Gay, bisexual, transgender people and other minorities tremendously suffer from this, which results in devastating statistics: the suicide attempt rate among transgender persons ranges from 32 to 50 percent across the countries. All of this is because of their surroundings that don’t let them live freely.

While some countries in the EU made some steps at least to pinkwash their way into politics, there are exceptions that are not even trying. The EU that has little power to enforce its own so-called constitutional principles, and closes its eyes to member countries that still today practice policies of active discrimination against homosexuality, bisexuality and transgender people, such as Poland, where anti-LGBT zones have been created in the name of a “moral non-corruption of children”, or Hungary where the rights, for example the right to spread information about LGBT rights, fundamental for the non-stigmatisation of LGBT communities, was limited in 2021.

These two countries are just two examples of the practices, with assumed policies or not, that exist in several countries against the freedom to live one’s sexual orientation or gender identity, which continues to be seen as a deviation from a standard (which doesn’t exist), a behaviour that is possible to “correct”, a choice that can be changed with a kind of intellectual, religious or moral persuasion.
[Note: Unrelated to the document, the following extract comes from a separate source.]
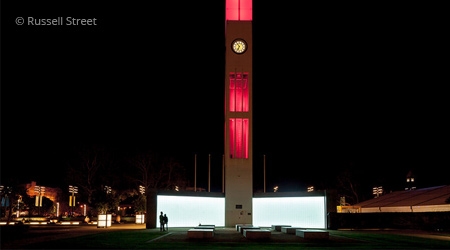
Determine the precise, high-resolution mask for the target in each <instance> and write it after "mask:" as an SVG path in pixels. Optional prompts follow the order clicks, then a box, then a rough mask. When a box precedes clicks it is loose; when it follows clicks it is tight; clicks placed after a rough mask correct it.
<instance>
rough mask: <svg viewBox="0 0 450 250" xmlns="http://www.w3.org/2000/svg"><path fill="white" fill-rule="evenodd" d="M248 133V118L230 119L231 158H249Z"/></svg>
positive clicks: (230, 140) (248, 124)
Apparently, we are not that far away from the 1990s and it seems that in these 23 years, despite more and more people embracing their sexual orientation and gender identity, and having more tools to fight discrimination in their daily lives. Unfortunately, the installed power structures maintain the cisgender nuclear family as a desirable model. 

On this International Day against homophobia, biphobia and transphobia, we wish that all people, everywhere in Europe and on the planet, can express their sexual orientation and gender identity in complete freedom and without any discrimination; that they can identify it from an early age – because they have access to information – and that they don’t feel any pressure to hide it; that they can assume their sexual orientation and gender identity at home, at school, at work, in the street, without restrictions. That they can be truly free.

Therefore, it is clear: we need to recreate this system for all of us. One based on solidarity, instead of bigotry; and one based on cooperation, instead of competition. Societal progress is measured by the quality life of the most unprivileged individuals. One struggle – one fight, until all of us are free.